The holidays are difficult for everyone. Whether you celebrate Christmas, Hanukkah, Kwanzaa, or another winter holiday, you are kept busy from the close of November through the beginning of January. There are gifts to buy and exchange; holiday parties to plan, hold, and attend; special school events; celebratory meals and treats to be prepared; and a whole lot of decorating. Every parent struggles to get through this time because it is important that they help their children make wonderful memories. This can get stressful when your children are being parented in two homes.
For your children, this can be a time of year that magnifies the feelings that they are trying to manage, especially if this is the first holiday season after your divorce. Their family and the comfort that it provided for them may feel lost. You certainly can’t take away all their sadness or anxiety, but there are ways to celebrate the winter holiday season that can help your children manage those feelings. What you do during this time will affect the perceptions that your child forms about the change in your family.
Family problem can also lead to other behavioral, addiction, mental problems. We as parents are responsible to prevent these things to happened before it gets worst to the extent that professional help is needed. It feels more devastating seeing your child entering rehab center to cure certain addictions (Read more about it here www.addictions.com/
You can’t think about the holidays the way you do with custody and attempt to divide them up between yourself and your ex. You must actively work to maintain a sense of family for the kids. They need the stability that tells them everything will continue and they will be OK. To prioritize your children’s needs, reduce your stress levels, and maintain perspective, follow some of the following tips.

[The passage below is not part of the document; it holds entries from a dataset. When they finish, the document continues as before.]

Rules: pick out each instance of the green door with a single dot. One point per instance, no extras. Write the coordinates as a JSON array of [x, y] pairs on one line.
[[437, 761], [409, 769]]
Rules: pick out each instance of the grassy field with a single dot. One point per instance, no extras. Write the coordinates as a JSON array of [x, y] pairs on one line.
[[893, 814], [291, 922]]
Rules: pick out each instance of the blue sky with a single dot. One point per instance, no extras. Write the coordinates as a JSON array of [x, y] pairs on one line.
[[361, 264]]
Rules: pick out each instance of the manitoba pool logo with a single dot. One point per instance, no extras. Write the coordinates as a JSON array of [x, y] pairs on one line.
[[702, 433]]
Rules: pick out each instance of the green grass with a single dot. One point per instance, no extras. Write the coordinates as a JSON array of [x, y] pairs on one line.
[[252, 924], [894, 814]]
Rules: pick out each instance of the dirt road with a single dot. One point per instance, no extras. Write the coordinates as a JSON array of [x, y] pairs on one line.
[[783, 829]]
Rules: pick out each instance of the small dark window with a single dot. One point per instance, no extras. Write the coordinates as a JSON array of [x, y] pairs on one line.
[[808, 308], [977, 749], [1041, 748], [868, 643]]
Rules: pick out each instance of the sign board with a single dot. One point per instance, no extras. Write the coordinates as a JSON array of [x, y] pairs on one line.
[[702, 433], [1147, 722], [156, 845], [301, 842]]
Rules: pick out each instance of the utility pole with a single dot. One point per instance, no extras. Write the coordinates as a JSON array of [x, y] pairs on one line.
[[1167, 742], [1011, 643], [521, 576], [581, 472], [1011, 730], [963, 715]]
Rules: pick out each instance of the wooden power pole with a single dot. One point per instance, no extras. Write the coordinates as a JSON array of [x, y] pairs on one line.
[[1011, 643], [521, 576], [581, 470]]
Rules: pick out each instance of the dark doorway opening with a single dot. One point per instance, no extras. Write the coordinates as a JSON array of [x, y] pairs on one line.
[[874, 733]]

Keep the Lines of Communication Open
This is a time to keep your children very much in the loop. Don’t exclude them from holiday planning or think that avoiding some tough discussions will protect them. It may seem obvious, but you should have a talk with them about the way this holiday season will go.
Explain the things that will remain the same and the things that will change. Ask your kids about the holiday elements that mean the most to them; you might be surprised. And, ask about what the hardest parts of this time of year are for them. Watching your children struggle through all of the upheaval and changes is difficult; however, refusing to talk about it makes the situation even harder for them.
Control Your Emotions
You know that your children look to you to guide them, and they take as much direction from your words as they do from your behavior. They aren’t the only ones grappling with strong emotions, you are going to have hard time with the holidays as well. As a parent, you will feel like you need to ignore your feelings and tend exclusively to theirs, but that isn’t the case.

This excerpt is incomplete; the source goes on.